Giter VIP home page Giter VIP logo

paddles's Introduction

paddles

A very simple JSON based API to store and report back on test results from Ceph tests.

Setup

To install and use paddles:

  1. Install the following packages (names provided are based on an Ubuntu install): git python-dev python-virtualenv postgresql postgresql-contrib postgresql-server-dev-all supervisor
  2. Install and configure PostgreSQL on your system.
  3. Create a database.

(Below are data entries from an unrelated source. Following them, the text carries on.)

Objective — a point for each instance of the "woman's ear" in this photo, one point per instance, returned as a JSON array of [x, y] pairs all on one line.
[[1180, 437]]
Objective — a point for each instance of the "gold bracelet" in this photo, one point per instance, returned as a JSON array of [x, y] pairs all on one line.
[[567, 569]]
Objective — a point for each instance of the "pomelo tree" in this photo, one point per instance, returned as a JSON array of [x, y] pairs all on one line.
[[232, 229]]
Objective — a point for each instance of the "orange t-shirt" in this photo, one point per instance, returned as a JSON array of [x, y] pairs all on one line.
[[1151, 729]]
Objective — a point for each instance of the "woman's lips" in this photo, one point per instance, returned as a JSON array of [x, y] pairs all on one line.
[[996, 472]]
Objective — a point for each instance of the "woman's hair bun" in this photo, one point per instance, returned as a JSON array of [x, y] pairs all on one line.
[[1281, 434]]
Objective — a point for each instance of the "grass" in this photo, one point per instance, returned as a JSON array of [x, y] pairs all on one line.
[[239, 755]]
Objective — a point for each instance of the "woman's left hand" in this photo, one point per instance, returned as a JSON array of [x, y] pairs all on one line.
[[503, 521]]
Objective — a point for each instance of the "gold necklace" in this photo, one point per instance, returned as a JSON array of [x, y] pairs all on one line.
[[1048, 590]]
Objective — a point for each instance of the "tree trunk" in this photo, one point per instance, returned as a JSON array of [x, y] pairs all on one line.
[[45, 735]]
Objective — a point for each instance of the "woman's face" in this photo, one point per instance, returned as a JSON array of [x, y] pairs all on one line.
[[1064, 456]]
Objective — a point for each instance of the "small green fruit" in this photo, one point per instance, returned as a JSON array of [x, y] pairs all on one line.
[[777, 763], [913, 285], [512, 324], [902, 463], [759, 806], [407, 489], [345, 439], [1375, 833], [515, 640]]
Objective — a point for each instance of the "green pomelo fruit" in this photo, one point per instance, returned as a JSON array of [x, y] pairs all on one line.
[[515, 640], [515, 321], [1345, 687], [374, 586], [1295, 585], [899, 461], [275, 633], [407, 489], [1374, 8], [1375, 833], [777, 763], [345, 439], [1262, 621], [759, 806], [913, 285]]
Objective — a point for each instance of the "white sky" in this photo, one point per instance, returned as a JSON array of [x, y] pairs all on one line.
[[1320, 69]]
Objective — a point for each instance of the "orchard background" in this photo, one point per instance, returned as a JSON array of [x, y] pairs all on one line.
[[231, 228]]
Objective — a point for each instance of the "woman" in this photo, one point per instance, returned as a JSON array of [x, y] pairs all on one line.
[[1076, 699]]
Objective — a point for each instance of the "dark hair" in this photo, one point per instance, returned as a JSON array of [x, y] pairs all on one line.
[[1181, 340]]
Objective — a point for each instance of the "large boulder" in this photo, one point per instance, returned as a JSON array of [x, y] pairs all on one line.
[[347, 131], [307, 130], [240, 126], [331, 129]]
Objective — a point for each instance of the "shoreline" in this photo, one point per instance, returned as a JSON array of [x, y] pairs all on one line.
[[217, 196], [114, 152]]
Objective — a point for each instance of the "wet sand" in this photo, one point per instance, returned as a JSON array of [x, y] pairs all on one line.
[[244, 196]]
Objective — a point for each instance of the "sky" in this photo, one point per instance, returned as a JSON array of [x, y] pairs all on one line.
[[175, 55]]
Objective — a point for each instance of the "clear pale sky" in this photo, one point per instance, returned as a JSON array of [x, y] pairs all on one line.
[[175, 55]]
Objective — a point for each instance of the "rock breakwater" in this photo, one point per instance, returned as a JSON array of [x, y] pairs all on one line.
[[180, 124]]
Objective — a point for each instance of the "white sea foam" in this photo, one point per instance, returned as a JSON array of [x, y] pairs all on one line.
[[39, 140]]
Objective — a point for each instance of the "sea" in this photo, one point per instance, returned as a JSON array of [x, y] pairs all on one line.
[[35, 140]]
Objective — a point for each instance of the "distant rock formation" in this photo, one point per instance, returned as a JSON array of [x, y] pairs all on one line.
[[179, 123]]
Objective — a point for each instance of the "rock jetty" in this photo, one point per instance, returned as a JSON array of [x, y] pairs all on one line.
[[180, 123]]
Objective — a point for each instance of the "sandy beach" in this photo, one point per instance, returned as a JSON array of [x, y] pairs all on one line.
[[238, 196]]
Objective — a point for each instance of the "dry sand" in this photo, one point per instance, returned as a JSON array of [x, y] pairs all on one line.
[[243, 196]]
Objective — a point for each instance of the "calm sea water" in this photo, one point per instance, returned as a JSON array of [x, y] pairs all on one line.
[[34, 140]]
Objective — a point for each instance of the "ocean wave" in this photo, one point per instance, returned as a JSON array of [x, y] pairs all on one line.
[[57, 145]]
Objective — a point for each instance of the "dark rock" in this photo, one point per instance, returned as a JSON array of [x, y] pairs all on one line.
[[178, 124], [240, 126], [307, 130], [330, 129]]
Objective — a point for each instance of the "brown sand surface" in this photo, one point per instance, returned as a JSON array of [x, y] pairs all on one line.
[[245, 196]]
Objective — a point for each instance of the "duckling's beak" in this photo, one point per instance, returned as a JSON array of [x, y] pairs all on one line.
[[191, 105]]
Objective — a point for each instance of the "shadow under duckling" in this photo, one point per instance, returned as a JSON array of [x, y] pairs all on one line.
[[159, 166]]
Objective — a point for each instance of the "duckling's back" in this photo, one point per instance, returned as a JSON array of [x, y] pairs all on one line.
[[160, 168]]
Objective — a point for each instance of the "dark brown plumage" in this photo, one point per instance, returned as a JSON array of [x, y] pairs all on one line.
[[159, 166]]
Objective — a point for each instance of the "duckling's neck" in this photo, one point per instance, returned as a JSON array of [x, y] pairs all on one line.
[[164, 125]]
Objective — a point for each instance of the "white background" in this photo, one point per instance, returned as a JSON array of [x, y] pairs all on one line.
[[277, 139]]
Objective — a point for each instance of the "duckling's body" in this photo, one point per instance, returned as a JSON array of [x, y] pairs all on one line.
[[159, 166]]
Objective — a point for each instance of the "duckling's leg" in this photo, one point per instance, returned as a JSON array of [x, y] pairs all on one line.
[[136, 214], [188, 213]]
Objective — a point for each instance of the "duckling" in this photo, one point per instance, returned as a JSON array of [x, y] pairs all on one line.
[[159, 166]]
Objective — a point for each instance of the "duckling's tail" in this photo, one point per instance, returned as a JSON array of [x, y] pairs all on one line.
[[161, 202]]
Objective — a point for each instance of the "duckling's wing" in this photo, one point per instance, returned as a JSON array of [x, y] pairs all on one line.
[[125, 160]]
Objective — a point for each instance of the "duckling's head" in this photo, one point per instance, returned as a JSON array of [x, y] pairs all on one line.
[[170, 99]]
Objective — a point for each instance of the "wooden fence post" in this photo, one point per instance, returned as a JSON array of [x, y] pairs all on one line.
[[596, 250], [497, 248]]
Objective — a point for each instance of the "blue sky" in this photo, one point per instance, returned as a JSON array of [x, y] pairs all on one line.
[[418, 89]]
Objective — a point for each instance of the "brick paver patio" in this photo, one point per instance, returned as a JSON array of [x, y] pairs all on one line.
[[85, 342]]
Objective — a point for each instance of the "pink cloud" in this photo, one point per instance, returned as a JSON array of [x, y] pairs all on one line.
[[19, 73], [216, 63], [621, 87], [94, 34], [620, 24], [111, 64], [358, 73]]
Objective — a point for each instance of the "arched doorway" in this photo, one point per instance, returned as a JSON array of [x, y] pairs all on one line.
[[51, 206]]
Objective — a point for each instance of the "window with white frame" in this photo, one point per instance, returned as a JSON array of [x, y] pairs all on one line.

Ours is called 'paddles'
  4. Clone the repository
  5. Inside the repository, create a virtualenv: virtualenv ./virtualenv
  6. Create a copy of the configuration template: cp config.py.in config.py
  7. Edit config.py to reflect your hostnames, database info, etc.
  8. Activate the virtualenv: source ./virtualenv/bin/activate
  9. Install required python packages: pip install -r requirements.txt
  10. Run python setup.py develop
  11. Populate the database tables: pecan populate config.py
  12. Create a copy of the alembic configuration template: cp alembic.ini.in alembic.ini
  13. Edit alembic.ini to reflect your database information.
  14. Tell alembic that you have the latest database version: alembic stamp head
  15. To start the server for testing purposes, you may use pecan serve config.py - though for production use it's wise to use a real server. We use gunicorn managed by supervisord. Sample config files are provided for gunicorn and supervisord.
  16. To get teuthology talking to paddles add a line like this to your ~/.teuthology.yaml: results_server: http://paddles.example.com/

/runs/

Read

On GET operations it will display the latest 100 runs with a JSON object of all recent jobs reported.

{
    "teuthology-2013-09-25_23:00:06-rados-master-testing-basic-plana": {
        "href": "http://paddles/runs/teuthology-2013-09-25_23:00:06-rados-master-testing-basic-plana/",
        "status": "running",
        "results": {
            "pass": 10,
            "running": 15,
            "fail": 0
        }
    },
    "teuthology-2013-09-26_01:30:26-upgrade-fs-next-testing-basic-plana": {
        "href": "http://paddles/teuthology-2013-09-26_01:30:26-upgrade-fs-next-testing-basic-plana",
        "status": "running",
        "results": {
            "pass": 3,
            "running": 10,
            "fail": 1
        }
    },
    "teuthology-2013-09-26_01:30:26-rados-next-testing-basic-plana": {
        "href": "http://paddles/runs/teuthology-2013-09-26_01:30:26-rados-next-testing-basic-plana/",
        "status": "finished",
        "results": {
            "pass": 8,
            "running": 0,
            "fail": 2
        }
    }
}

The example above gives returns the three result types available for jobs: pass, fail, and running with its respective links. These are built from the information for every run as the results come in. They are read-only values. It will also report on the overall status of the run: running or finished.

Create

These operations create new entries for runs, it is only required to POST a JSON object that has a name key and the actual name of the run as the value:

{ "name": "teuthology-2013-09-01_23:59:59-rados-master-testing-basic-plana" }

HTTP responses:

  • 200: Success.
  • 400: Invalid request.

/runs/{name}/

Read

To read information for a specific run a GET needs to be requested. On valid requests (for existing runs) a JSON object with all the jobs scheduled for that specific run are returned. Below is an example of a valid request:

{
    "1500": {
        "href": "http://paddles/runs/teuthology-2013-09-01_23:59:59-rados-master-testing-basic-plana/1500/",
        "status": "running",
        "results": {
            "pass": 8,
            "running": 13,
            "fail": 2
        }
    },
    "1501": {
        "href": "http://paddles/runs/teuthology-2013-09-01_23:59:59-rados-master-testing-basic-plana/1501/",
        "status": "finished",
        "results": {
            "pass": 8,
            "running": 0,
            "fail": 4
        }
    },
    "1502": {
        "href": "http://paddles/runs/teuthology-2013-09-01_23:59:59-rados-master-testing-basic-plana/1502/",
        "status": "finished",
        "results": {
            "pass": 3,
            "running": 0,
            "fail": 17
        }
    }
}

/runs/{name}/jobs/

Read

GET requests will return a full list of all the jobs associated with the current run.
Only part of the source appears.